The shocking, real reason why gorillas pound their chests
The image of King Kong beating his chest might seem like the ultimate threat display. However, German scientists have discovered that gorillas thump their sternums to avoid — rather than instigate — a fight.
Specifically, pec-pounding advertises the primate’s size, fighting prowess and other practical info, providing rivals a picture of what they’d be up against if they chose to throw down, National Geographic reported.
“We found it is definitely a real, reliable signal — males are conveying their true size,” Edward Wright, a researcher at the Max Planck Institute for Evolutionary Anthropology, told the Guardian. He co-authored the percussive study published Thursday in “Scientific Reports.”
Many have speculated that gorillas communicate size through moob-banging, but “there had been no data to support this claim,” according to Roberta Salmi, director of the University of Georgia’s Primate Behavioral Ecology Lab.
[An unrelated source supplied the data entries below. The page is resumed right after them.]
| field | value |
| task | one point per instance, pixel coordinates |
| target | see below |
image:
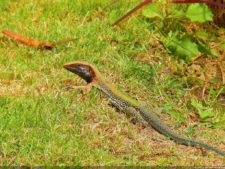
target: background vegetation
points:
(44, 122)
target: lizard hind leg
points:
(135, 117)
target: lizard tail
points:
(157, 124)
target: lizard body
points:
(93, 77)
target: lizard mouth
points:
(81, 69)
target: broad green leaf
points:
(188, 48)
(204, 112)
(152, 10)
(184, 48)
(199, 12)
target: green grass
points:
(42, 122)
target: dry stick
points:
(208, 2)
(222, 73)
(110, 4)
(33, 42)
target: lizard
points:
(128, 105)
(33, 42)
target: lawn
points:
(43, 121)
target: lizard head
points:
(82, 69)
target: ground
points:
(43, 121)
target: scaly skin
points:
(93, 77)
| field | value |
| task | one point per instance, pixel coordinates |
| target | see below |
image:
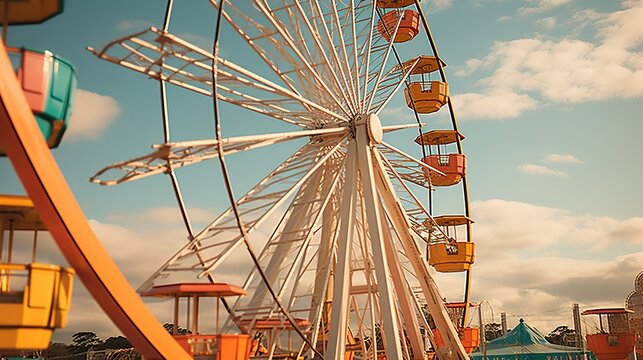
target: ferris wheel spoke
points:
(407, 169)
(384, 61)
(216, 241)
(330, 63)
(166, 57)
(399, 220)
(180, 154)
(260, 38)
(274, 35)
(421, 221)
(284, 256)
(331, 29)
(389, 86)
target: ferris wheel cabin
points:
(34, 297)
(423, 94)
(449, 162)
(388, 4)
(615, 340)
(469, 336)
(199, 345)
(449, 254)
(48, 82)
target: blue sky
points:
(547, 92)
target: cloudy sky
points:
(547, 92)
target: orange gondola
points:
(451, 167)
(388, 4)
(450, 255)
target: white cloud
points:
(533, 169)
(166, 216)
(548, 23)
(469, 67)
(91, 115)
(437, 5)
(542, 6)
(129, 25)
(561, 158)
(535, 261)
(499, 104)
(567, 70)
To prove their titillating theory, Wright and his team spent 3,000 hours studying endangered mountain gorillas in Rwanda’s Volcanoes National Park, National Geographic reported.
They used audio equipment to record chest-beat sound frequencies, number and duration of each display in six animals between November 2015 and July 2016. They then compared these variables to the size of the specimens, which were gauged by analyzing photos of the beasts.
The researchers found that bigger gorillas produced lower frequencies than their smaller counterparts, signifying that pectoral percussion was an “honest signal of competitive ability” and size, rather than an exaggerated threat display, per the study. Think a UFC fighter listing their stats vs. a drunkard puffing up their chest at the bar.
As larger body size correlated to higher social rank — and therefore fighting ability — scientists deduced that conveying it through chest-beating could help gorillas avoid violence — a must in a species that grows up to 500 pounds.